UNIVERSAL free school meals must be introduced, the National Education Union has said, after a new poll indicated that a growing number of teachers are stepping in to provide food for hungry pupils.
A survey for the charity FareShare suggested that 28 per cent of teachers in England had provided food to at least one pupil in the summer term due to concerns for their welfare.
The poll of around 10,000 teachers found that 36 per cent of those working in more deprived areas reported handing out food to pupils, compared with 23 per cent in more affluent areas.
North-west England saw the largest increase in teachers bringing in food for pupils, increasing from 29 per cent last year to 34 per cent this year.

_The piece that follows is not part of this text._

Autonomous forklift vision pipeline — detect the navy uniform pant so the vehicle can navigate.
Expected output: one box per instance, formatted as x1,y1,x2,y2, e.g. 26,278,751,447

NEU general secretary Daniel Kebede said: “It is a tragedy that there are so many children sat in classrooms while enduring gnawing hunger.
“The solution to a child being too hungry to learn is to feed them. Rather than leaving this to teachers to fund from their own pockets, the government must ensure that all children have the nutrition they need to thrive.
“That is why we urge the government to invest in the next generation with free school meals for all.”
According to research from the Child Poverty Action Group, around 900,000 children who live in poverty miss out on free school meals due to restrictive eligibility criteria.
With growing numbers of children plunged into poverty, the government has faced calls to scrap the two-child benefit cap, which restricts universal credit and child tax credit to just two kids.
According to the Resolution Foundation, scrapping it would lift 490,000 children out of poverty overnight — but Labour maintains that doing so would be too expensive.
A government spokesperson said that its child poverty task force is “looking at how to increase household income, bring down essential costs, and tackle the negative experience of living in poverty.
“This comes alongside plans to roll out free breakfast clubs in every primary school so children start the day ready to learn, and turning the minimum wage into a real living wage to make work pay.”